Umat Islam sebagai kelompok terbanyak di negeri ini seharusnya mampu memberi warna positif dan konstruktif pada kehidupan bangsa dan negara. Makna puasa Ramadhan harus terefleksi dalam kehidupan nyata sehari-hari. Puasa dan semua ibadah lainnya hendaknya bukan hanya mewujudkan kesalehan individual, melainkan juga kesalehan sosial yang berdampak pada kemashlahatan seluruh masyarakat, khususnya bagi kelompok rentan dan marjinal.
Yang jelas, identitas al-`aidin wa al-faizin dapat terlihat pada mereka yang sudah berkomitmen untuk tidak mengeksploitasi sesama manusia melalui kerja-kerja yang koruptif dan manipulatif.
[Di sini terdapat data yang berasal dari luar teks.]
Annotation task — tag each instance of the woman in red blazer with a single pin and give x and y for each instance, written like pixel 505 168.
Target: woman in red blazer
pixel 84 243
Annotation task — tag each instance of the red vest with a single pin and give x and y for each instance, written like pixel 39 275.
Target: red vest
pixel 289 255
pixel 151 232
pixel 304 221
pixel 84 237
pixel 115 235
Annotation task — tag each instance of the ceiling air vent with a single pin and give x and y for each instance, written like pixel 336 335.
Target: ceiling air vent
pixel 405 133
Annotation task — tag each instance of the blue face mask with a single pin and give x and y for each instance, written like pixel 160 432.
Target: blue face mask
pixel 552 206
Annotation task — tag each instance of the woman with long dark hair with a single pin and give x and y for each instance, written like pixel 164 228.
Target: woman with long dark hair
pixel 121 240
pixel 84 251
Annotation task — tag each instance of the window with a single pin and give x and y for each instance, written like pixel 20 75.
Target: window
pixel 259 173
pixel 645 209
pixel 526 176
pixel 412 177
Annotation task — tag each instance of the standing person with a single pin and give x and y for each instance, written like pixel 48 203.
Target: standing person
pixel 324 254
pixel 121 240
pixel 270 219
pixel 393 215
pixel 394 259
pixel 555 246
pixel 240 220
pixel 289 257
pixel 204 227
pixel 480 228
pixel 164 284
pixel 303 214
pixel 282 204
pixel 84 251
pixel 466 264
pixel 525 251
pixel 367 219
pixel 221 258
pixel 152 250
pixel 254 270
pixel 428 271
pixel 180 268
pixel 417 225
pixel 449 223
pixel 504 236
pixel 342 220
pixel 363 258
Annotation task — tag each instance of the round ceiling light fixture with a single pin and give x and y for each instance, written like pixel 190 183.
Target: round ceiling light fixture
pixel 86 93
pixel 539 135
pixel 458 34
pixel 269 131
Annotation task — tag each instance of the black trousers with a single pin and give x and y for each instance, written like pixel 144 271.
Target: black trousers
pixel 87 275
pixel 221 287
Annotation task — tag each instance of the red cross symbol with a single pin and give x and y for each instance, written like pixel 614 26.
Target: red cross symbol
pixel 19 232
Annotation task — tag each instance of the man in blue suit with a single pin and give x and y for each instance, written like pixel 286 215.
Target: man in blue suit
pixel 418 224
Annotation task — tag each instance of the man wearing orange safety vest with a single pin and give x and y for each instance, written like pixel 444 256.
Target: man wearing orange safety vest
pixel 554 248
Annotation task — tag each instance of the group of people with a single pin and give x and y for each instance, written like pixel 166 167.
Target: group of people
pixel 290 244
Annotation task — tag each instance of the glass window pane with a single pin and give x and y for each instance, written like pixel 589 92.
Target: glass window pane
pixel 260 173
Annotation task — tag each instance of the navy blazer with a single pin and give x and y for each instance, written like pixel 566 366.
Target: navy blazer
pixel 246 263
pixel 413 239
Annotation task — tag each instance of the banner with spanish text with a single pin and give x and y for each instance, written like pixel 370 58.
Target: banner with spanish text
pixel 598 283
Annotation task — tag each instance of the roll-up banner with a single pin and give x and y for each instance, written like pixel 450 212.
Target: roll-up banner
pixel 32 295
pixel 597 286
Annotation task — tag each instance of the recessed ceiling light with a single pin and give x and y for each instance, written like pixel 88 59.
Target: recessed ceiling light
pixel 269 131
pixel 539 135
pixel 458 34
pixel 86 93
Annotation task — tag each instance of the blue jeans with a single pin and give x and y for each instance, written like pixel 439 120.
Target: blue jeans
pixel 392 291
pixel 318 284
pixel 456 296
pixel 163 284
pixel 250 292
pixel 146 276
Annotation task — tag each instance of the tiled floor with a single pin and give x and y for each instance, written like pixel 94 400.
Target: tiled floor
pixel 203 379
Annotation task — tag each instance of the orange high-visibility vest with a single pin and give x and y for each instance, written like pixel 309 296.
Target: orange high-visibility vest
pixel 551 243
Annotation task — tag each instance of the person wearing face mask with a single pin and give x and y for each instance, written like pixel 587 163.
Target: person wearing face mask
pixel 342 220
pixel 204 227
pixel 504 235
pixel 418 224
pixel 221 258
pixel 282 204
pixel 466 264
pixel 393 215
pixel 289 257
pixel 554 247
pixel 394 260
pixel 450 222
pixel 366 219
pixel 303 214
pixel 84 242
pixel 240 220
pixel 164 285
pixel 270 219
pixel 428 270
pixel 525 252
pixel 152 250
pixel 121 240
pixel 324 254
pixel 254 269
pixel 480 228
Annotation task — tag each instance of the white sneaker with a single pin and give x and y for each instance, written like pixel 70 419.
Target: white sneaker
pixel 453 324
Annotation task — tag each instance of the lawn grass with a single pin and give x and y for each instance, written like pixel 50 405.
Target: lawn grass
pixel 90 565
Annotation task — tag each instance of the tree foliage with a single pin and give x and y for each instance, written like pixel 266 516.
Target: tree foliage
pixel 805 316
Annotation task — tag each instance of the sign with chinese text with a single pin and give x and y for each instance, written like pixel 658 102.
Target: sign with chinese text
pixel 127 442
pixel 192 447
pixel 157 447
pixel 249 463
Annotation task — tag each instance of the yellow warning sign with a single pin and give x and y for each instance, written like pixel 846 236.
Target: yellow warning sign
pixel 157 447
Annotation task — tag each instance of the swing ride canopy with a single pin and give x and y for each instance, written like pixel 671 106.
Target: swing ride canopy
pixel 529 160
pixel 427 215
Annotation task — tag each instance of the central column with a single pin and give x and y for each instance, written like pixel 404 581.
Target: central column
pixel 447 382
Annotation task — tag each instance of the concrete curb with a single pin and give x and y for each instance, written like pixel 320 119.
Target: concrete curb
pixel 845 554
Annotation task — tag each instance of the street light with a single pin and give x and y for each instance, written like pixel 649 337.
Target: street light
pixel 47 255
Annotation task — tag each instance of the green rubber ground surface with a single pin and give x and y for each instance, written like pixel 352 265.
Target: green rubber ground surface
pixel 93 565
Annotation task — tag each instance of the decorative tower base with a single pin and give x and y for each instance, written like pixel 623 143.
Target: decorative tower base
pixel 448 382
Ciri-cirinya antara lain: mereka tidak berperilaku anarkis, tiranik dan despotik; tidak mendiskriminasikan sesama atas dasar gender, etnis, agama dan sebagainya; tidak merusak dan mengeksploitasi lingkungan atas nama pembangunan dan atas nama apa pun; tidak menjual agama demi kepentingan apa pun; tidak mencuri kekayaan negara demi kesenangan diri, keluarga dan kelompok; dan tidak tergoda hidup mewah, konsumtif dan hedonistik. Sebaliknya, al-`aidin wa al-faizin adalah mereka yang terpanggil untuk sepenuhnya mendonasikan hidup dan karya demi kemashlahatan dan kebaikan orang banyak.
Apakah kita sungguh-sungguh tergolong al-`aidin wa al-faizin? Jawabnya, ada pada nurani masing-masing. Akhirnya, mari bersama mengucapkan min al-`aidin wa al-faizin, semoga Allah swt menerima semua amalan kita di bulan Ramadhan, juga semoga Allah swt memberkati semua manusia.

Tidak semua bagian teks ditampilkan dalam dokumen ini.